— Господин генерал, как мне стало известно, к ведению следствия по делу доктора Пеева привлечены опытные следователи. Позиция этого большевика любого может вывести из равновесия. Он считает, что служение Москве — в интересах Болгарии. Но ведь оно направлено против моего отечества. Поэтому наши люди должны вырвать у него имена интересующих вас генералов.
— А Никифоров?
— О нем… — Фон Брукман пожал плечами, потому что Кочо Стоянов перешел на визг, вскочил со своего места и встал в такую позу, словно собирался замахнуться для удара. — В отношении его ваш государь… его величество имеет некоторые соображения. Думаю, что он пожелает, чтобы к нему привели арестованного генерала. Если вам удастся присутствовать на этой встрече…
Откинувшись в кресло, Кочо Стоянов молчал. Встреча с немцем явилась для него ушатом холодной воды. Он не мог не заметить, что за сообщением о вероятной встрече царя с разжалованным генералом скрывается угроза его намерениям. Неужели его величество уже проявляет беспокойство по поводу того, как скажется исход войны на нем самом? Что он собирается предпринять? Кто советует ему поступать именно так? Не левые же силы, которые в той или иной форме поднимают голову, чтобы бороться против него, против самого верного короне офицера?
— Господин Брукман, не знаю, что подумают в Берлине о моих намерениях, но в ближайшее время я попытаюсь прикончить Никифорова.
Военный атташе рейха поперхнулся:
— Какой смысл?
— Просто у царя станет меньше врагов.
Воцарилось молчание.

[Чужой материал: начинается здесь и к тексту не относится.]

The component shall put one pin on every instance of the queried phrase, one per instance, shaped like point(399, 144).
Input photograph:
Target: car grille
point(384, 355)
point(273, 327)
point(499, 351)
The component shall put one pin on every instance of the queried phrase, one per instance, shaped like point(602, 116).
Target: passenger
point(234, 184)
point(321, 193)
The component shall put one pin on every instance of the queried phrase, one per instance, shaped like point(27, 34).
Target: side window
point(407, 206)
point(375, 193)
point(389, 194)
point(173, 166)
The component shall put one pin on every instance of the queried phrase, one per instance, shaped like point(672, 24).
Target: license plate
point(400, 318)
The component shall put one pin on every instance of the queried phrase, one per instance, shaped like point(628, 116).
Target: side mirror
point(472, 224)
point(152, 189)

Фон Брукман представил себе, какой эффект даст подобная мера, каков будет отзвук во дворце, среди генералитета и политических деятелей царства. Но разве Никифоров не ценнее живой? Разве он не приманка, с помощью которой можно выявить и схватить наивных, видящих в мечтах, как красные полки маршируют по Софии?

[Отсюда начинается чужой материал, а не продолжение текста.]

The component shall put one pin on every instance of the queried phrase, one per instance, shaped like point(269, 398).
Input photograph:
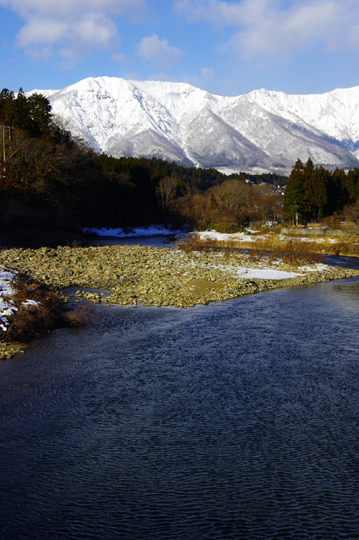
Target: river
point(237, 420)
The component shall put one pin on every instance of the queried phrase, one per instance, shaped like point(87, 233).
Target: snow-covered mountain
point(175, 121)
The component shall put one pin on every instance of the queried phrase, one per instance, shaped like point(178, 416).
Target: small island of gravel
point(141, 275)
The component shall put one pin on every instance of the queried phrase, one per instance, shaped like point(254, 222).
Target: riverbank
point(141, 275)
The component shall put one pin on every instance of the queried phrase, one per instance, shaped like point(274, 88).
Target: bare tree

— Свое мнение я сообщу завтра вечером, господин генерал. — Полковник кивнул и попытался налить коньяк, но никак не мог попасть в бокал и лил его на скатерть. Рука военного атташе дрожала. Раз один генерал покушается на другого, чтобы ликвидировать его, значит, дела обстоят не так, как их преподносят в официальных бюллетенях информационных служб. И положение не столь стабильно, как это кажется с балкона дворца или из окна министерства внутренних дел.
Кочо Стоянов пришел в Дирекцию полиции после полуночи. Гешев сидел без сил в глубоком кресле и шепотом давал распоряжение одному из полицейских сварить тройную дозу кофе и не класть много сахара.
Он даже не встал. Только махнул рукой:
— Только что отправил Пеева в камеру. Из сил выбился. Немцы взялись за него со своими машинками, пускали ему кровь, жгли раскаленным железом. Тот терял сознание. Они приводили его в чувство. Потом все начиналось сначала. Вызывал его, чтобы допросить, а он — ни слова. Не знаю, как ему развязать язык.